SEC Approves FINRA Rule Replacing Day Trading Margin with Intraday Standards
SEC approved FINRA rule amendments to replace existing day trading margin provisions with intraday margin standards.
According to the Notice and Order, the rule changes will eliminate the current day trading margin requirements—FINRA Rule 4210 ("Margin Requirements")—that apply to FINRA member firms and their customers, including the definitions of "day trading" and "pattern day trader" FINRA Rule 4210(b) and (f)(10). The SEC said the amendments also remove the computation and use of "day-trading buying power" and the $25,000 minimum equity requirement for pattern day traders.
The SEC said that firms are now required to determine the "intraday margin deficit" for each customer margin account on any day there is an "IML-reducing transaction." Firms have the flexibility to comply by either implementing real-time monitoring to block trades that create deficits or by computing each customer's intraday margin deficit at the end of the day. The SEC said this ensures customers maintain equity commensurate with their market exposure at any given point during the trading day.

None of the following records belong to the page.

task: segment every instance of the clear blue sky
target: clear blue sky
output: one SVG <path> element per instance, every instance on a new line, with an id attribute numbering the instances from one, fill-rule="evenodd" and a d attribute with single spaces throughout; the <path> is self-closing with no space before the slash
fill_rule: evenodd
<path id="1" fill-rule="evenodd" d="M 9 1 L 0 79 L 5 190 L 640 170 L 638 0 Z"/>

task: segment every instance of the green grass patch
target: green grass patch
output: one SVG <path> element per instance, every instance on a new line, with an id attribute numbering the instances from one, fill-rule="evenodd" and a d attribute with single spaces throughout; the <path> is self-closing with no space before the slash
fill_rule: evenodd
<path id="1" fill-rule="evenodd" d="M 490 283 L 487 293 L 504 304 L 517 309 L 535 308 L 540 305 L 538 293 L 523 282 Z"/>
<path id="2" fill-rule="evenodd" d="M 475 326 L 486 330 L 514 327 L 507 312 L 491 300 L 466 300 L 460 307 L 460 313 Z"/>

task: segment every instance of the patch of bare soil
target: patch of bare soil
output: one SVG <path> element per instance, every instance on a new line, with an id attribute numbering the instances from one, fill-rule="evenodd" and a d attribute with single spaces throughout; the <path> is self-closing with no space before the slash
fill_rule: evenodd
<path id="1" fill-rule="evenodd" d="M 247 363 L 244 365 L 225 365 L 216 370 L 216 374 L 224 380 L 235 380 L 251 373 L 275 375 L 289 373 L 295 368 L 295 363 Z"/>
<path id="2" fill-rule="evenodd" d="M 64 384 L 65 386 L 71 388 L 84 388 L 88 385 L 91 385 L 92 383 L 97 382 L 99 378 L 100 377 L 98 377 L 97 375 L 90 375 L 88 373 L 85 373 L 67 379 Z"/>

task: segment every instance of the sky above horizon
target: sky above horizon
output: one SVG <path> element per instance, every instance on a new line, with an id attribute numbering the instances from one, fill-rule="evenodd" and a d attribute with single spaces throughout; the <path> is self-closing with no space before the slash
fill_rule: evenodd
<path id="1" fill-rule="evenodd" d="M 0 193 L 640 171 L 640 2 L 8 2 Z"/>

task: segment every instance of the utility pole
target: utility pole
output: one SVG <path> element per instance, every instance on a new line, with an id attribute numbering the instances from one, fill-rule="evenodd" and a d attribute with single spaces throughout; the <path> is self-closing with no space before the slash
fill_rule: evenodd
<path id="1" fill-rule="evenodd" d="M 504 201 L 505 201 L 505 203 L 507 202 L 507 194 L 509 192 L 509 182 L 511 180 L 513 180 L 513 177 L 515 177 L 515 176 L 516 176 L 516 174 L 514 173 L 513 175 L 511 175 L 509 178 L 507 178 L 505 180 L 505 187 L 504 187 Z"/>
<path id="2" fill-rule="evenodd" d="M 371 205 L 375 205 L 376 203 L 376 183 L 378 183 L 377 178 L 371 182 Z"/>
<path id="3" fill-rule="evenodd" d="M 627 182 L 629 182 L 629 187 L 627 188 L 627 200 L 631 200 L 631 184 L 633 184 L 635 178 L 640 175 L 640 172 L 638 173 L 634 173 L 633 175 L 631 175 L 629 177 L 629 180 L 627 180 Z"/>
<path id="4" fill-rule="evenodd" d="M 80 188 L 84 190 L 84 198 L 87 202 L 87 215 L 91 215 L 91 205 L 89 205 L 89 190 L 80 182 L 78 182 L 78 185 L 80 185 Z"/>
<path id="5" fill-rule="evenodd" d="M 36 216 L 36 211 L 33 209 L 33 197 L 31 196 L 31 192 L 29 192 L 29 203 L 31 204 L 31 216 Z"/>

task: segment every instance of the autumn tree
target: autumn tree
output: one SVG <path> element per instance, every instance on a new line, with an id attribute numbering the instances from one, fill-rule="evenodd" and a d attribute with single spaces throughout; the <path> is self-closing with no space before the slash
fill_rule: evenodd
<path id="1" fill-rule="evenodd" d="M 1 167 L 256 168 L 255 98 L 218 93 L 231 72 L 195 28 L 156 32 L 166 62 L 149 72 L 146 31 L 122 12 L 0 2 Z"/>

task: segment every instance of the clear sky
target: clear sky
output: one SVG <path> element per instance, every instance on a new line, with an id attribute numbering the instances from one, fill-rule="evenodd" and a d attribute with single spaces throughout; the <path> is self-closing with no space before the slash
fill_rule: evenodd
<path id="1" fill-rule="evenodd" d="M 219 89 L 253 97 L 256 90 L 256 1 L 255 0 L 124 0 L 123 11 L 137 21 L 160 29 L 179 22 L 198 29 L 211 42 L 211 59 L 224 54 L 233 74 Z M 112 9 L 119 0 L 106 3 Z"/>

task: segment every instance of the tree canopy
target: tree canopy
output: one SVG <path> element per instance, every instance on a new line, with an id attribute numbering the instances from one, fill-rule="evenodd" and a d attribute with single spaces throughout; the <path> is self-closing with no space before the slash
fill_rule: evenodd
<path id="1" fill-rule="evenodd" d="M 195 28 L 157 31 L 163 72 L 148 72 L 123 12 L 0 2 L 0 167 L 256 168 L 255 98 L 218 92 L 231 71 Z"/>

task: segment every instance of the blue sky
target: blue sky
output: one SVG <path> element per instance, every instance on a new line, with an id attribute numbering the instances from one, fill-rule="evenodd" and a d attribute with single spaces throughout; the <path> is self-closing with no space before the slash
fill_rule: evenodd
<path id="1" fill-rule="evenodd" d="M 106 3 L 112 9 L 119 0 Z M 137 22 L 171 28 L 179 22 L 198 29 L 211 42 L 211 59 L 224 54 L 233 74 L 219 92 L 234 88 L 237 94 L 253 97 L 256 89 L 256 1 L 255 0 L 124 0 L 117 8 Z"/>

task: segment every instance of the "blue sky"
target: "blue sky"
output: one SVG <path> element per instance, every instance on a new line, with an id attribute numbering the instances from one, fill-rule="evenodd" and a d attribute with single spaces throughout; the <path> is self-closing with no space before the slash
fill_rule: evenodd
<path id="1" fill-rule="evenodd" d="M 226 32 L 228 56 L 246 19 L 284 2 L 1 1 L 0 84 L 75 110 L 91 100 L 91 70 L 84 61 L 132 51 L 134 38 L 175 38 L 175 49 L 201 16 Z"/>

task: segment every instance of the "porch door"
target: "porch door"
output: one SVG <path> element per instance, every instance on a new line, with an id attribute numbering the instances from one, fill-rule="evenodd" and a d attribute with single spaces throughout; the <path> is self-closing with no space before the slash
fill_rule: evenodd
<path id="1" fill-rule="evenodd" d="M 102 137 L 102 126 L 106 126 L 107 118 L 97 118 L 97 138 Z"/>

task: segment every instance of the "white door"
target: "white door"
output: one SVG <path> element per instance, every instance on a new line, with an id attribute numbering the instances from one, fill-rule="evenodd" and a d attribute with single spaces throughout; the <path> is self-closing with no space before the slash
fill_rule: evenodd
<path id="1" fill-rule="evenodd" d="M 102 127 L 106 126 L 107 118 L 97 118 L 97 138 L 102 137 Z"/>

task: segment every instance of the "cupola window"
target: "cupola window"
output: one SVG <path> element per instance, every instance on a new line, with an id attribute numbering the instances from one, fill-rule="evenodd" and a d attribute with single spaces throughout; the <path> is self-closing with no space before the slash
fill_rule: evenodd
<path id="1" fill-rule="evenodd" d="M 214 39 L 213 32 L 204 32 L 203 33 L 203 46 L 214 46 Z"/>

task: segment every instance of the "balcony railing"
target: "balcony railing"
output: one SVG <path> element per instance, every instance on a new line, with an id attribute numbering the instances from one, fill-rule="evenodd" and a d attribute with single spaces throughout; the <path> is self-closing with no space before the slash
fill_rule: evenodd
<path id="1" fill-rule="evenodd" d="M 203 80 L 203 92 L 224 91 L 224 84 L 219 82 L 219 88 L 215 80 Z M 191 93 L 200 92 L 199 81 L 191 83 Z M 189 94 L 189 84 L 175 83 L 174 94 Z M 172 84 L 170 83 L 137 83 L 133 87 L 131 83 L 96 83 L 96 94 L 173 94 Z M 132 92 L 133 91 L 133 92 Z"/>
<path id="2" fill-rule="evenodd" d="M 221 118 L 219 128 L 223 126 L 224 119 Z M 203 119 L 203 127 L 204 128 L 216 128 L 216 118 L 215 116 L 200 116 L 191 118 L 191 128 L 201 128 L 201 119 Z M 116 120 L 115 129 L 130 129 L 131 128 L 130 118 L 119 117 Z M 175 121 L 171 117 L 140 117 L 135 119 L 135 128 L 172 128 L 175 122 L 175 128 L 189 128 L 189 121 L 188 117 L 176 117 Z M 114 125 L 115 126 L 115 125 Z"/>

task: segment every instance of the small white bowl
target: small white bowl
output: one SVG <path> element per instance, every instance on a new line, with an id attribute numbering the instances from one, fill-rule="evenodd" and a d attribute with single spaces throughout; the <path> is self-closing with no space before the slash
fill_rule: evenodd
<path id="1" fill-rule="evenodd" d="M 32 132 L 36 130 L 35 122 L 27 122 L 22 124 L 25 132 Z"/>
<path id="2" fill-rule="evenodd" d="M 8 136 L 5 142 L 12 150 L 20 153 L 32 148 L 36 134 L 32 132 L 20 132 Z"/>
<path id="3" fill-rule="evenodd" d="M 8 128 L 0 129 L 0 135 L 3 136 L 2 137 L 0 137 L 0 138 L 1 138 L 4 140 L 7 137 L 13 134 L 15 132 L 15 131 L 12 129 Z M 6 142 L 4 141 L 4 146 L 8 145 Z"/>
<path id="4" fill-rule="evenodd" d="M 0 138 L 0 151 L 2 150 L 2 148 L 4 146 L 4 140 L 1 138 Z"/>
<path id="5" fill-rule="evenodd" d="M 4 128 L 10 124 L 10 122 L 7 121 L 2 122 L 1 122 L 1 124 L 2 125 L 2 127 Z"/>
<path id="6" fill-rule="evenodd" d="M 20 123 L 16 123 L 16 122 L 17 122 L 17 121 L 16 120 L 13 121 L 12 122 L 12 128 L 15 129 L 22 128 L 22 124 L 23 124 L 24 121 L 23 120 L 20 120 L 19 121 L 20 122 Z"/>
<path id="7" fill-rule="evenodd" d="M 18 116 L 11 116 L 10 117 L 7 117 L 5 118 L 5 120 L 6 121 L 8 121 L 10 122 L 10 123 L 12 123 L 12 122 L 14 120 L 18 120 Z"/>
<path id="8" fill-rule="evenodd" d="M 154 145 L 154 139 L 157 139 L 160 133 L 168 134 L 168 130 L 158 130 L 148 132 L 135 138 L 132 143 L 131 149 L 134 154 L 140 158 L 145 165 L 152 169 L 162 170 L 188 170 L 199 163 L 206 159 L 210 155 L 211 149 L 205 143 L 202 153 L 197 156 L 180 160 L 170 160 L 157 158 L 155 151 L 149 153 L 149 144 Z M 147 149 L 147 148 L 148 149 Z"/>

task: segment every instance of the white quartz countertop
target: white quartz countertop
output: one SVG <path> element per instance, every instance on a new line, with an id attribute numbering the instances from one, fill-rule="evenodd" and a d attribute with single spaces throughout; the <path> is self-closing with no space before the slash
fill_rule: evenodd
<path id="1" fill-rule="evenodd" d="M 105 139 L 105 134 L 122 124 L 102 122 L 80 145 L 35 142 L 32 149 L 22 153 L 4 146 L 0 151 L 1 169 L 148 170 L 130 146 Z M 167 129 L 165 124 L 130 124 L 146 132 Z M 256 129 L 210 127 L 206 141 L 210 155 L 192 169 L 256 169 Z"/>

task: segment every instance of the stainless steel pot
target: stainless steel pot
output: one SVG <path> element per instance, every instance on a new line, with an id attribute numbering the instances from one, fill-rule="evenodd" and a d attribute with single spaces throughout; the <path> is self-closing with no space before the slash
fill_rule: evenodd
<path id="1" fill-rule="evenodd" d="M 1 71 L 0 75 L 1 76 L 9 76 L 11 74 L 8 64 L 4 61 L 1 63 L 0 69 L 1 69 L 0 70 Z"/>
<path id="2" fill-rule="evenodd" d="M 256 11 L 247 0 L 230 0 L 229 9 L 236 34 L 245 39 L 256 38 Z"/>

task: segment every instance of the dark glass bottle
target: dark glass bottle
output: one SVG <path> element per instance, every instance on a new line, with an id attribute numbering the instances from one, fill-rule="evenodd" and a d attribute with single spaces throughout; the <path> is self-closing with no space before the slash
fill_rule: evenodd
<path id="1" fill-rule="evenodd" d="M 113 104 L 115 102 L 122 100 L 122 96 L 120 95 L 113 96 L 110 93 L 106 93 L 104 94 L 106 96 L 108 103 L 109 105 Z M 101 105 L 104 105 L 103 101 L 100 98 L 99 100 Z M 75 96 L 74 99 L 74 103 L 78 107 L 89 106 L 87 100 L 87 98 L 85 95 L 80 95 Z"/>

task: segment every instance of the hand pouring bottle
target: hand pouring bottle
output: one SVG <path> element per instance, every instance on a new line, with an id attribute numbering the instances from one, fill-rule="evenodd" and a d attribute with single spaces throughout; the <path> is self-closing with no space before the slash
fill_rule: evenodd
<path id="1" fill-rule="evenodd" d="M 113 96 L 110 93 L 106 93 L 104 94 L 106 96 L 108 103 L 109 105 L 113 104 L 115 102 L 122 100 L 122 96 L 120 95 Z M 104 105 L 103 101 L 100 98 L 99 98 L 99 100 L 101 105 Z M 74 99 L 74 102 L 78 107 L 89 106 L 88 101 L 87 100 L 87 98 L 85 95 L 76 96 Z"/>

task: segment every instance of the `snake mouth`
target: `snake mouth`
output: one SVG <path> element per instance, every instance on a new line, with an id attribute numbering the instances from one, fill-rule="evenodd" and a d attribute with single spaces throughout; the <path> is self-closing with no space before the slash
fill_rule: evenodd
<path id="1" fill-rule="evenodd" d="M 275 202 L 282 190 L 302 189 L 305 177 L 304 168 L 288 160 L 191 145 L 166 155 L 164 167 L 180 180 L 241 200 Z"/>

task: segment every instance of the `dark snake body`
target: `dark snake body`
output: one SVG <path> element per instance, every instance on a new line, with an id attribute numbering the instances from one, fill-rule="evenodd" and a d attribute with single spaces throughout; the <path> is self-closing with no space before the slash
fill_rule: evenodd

Further, when an account incurs an intraday margin deficit, the SEC said the customer must satisfy it as promptly as possible through deposits or position liquidations. If a customer makes a practice of failing to satisfy these deficits promptly and fails to meet a deficit within five business days, the member firm must freeze the account. This 90-day freeze prevents the customer from creating or increasing a short position or debit balance until the deficit is satisfied.
The SEC revised the implementation timeline based on public comments to establish a 45-day effective date following the publication of a Regulatory Notice, while allowing firms that need more time an 18-month phase-in period.